If you dont' want to specify ur sw name, you can try this:

*www.vimeo.com/clip:416

*vjdv.libsyn.com/index.php?post_id=24665&amp;comments=on

*video.google.com/videoplay?docid=-5839716276007582904&sourceid=searchfeed


----------



## hash!! (Jun 26, 2007)

VideoEditingIndia said:
			
		

> Which editing sw you have installed? Pinnacle and Avid liquid comes with sample GS footage.
> 
> Do you need to test your keyer? I can upload the suitable GS/BS, if you mention the name of your key/matte software.
> 
> ...


 
hey..!
im usin premiere at the moment... i thought i'd generally check out the keying options... couldnt find a single high res Green Screen vid, well i guess even chroma key would do... lolz... im no pro at this, but yea, its always nice to try out random stuff... it'd be real cool if you could upload any decent res green screen or chroma key vid... 
thanks again...


----------



## VideoEditingIndia (Jun 26, 2007)

hash!! said:
			
		

> hey..!
> im usin premiere at the moment... i thought i'd generally check out the keying options... couldnt find a single high res Green Screen vid, well i guess even chroma key would do... lolz... im no pro at this, but yea, its always nice to try out random stuff... it'd be real cool if you could upload any decent res green screen or chroma key vid...
> thanks again...


 
Man, I have waited 10 days for your reply!!! Hmmm...To check a CHROMA Key, you don't need a video. Just import a high quality Green/Blue screen photo into premiere and play with the matte.

For SD, try this photo: *www.blendernation.com/wp-content/uploads/2007/01/got3d-pic-1.jpg

For HD, you can try this: *www.digitalworlds.ufl.edu/news/2006/06_02_01/ADAMgroup.jpg


----------



## hash!! (Jun 26, 2007)

VideoEditingIndia said:
			
		

> Man, I have waited 10 days for your reply!!! Hmmm...To check a CHROMA Key, you don't need a video.

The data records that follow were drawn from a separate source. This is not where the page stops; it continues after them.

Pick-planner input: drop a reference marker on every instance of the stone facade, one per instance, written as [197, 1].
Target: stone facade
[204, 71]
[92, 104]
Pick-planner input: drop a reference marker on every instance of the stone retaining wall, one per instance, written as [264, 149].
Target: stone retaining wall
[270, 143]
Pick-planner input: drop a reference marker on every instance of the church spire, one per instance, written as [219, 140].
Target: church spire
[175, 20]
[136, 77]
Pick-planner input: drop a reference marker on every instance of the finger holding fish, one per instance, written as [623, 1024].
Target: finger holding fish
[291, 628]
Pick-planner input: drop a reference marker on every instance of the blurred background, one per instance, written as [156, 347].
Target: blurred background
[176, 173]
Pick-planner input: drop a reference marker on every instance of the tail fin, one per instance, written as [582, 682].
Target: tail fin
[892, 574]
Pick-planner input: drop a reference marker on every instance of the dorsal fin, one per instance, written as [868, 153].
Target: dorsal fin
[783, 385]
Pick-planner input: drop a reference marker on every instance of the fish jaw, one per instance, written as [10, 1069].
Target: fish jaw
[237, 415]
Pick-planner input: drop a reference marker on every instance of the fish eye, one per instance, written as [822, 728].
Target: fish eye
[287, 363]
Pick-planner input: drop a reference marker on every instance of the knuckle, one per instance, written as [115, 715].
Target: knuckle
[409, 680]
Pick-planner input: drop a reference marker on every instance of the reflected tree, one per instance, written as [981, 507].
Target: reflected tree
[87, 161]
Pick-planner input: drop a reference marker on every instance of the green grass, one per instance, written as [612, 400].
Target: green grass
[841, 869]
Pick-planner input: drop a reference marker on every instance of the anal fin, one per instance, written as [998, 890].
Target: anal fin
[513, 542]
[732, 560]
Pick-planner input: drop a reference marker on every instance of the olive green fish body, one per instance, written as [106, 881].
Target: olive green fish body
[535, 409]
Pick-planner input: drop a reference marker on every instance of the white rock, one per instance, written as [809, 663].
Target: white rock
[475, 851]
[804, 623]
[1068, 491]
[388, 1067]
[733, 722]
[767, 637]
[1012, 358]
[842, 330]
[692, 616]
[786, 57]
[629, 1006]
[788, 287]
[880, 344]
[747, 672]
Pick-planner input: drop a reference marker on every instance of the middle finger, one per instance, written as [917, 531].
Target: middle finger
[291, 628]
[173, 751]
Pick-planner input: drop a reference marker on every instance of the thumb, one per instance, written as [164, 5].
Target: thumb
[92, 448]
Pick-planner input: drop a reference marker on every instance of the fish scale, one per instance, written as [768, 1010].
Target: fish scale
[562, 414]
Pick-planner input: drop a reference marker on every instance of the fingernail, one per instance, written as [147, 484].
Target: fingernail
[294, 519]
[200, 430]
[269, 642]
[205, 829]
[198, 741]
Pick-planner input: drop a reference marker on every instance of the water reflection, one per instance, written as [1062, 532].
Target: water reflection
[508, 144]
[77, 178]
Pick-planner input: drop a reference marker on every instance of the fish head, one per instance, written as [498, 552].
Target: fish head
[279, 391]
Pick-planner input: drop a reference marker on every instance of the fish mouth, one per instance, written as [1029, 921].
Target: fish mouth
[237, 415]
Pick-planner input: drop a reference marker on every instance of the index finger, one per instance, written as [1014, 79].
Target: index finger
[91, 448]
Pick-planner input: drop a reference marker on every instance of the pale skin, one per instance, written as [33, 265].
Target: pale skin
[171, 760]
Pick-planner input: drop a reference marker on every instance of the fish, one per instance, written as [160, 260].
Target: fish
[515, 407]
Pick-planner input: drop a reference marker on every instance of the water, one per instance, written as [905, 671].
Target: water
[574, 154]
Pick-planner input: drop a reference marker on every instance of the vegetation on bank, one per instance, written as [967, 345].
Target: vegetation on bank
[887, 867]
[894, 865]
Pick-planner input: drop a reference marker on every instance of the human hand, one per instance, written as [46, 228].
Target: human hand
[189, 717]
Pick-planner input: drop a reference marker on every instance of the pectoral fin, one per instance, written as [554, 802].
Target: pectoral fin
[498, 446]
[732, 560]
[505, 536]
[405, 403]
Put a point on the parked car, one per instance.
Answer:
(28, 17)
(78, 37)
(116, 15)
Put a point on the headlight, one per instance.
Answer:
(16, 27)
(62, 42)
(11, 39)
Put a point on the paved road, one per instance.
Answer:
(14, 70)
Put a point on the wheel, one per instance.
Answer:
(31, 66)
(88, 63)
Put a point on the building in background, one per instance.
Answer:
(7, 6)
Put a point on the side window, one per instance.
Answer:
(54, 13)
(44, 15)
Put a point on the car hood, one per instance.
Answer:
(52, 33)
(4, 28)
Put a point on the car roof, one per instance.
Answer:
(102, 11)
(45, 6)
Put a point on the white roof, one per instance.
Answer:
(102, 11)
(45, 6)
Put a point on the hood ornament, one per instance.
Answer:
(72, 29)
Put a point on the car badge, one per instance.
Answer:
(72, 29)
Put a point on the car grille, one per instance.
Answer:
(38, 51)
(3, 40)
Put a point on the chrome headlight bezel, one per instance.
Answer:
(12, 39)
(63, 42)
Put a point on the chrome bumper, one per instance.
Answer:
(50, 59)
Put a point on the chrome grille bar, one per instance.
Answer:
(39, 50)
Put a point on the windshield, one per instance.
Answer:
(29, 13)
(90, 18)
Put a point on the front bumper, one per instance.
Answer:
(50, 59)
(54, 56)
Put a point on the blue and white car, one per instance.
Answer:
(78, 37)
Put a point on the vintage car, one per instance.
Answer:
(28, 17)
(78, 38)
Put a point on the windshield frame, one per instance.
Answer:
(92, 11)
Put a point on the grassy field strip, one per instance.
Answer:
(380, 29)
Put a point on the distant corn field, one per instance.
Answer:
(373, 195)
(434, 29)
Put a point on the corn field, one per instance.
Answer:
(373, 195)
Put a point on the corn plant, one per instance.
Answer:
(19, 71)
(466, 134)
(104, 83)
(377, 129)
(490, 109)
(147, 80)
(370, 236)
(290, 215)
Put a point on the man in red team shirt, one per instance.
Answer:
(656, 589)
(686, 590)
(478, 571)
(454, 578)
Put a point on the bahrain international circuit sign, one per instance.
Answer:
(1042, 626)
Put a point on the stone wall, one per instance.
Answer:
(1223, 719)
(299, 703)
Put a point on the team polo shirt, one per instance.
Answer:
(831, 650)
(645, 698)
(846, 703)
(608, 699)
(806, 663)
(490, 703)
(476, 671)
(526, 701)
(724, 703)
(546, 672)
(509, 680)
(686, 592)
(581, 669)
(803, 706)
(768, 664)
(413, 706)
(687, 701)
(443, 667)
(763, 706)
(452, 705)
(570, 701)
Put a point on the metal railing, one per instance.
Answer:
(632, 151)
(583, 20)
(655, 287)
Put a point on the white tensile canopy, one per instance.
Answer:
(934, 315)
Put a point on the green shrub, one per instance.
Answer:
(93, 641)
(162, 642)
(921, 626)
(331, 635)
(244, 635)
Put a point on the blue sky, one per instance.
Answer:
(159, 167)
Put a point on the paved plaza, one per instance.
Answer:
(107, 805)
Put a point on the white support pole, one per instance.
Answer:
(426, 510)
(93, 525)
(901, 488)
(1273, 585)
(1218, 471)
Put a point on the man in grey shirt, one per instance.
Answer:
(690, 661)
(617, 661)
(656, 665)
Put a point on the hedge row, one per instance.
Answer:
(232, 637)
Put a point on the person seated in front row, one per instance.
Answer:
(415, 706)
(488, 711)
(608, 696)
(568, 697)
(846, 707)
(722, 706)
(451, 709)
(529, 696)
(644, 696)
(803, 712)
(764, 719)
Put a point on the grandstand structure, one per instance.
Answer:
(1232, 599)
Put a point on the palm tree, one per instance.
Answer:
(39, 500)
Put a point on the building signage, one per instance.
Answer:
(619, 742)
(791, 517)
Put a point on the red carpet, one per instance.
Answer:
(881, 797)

Just import a high quality Green/Blue screen photo into premiere and play with the matte.
> 
> For SD, try this photo: *www.blendernation.com/wp-content/uploads/2007/01/got3d-pic-1.jpg
> 
> For HD, you can try this: *www.digitalworlds.ufl.edu/news/2006/06_02_01/ADAMgroup.jpg


 
hehh.. dude thanks for the links... but i needed decent res vids man... i can manage mugshots cuz i need refs for 3ds-max all the time... i wuz tryin premiere, so i needed a couple of hi/decent res vids to try out human movement, doin whatever in front of a green screen or blue screen, etc.... and then i wanted to try fix up an environment in the background... i hope u get what i mean...


----------



## the.kaushik (Jun 27, 2007)

if u want some green screen video then just get the extra videos given with nfs mw black edition dvds...


----------



## hash!! (Jun 27, 2007)

the.kaushik said:
			
		

> if u want some green screen video then just get the extra videos given with nfs mw black edition dvds...


hmmmm... i dont really have the black edition... and neither do i know anyone who's got it... sigh... its a shame.... well, i guess they'd be real kicka$$....


----------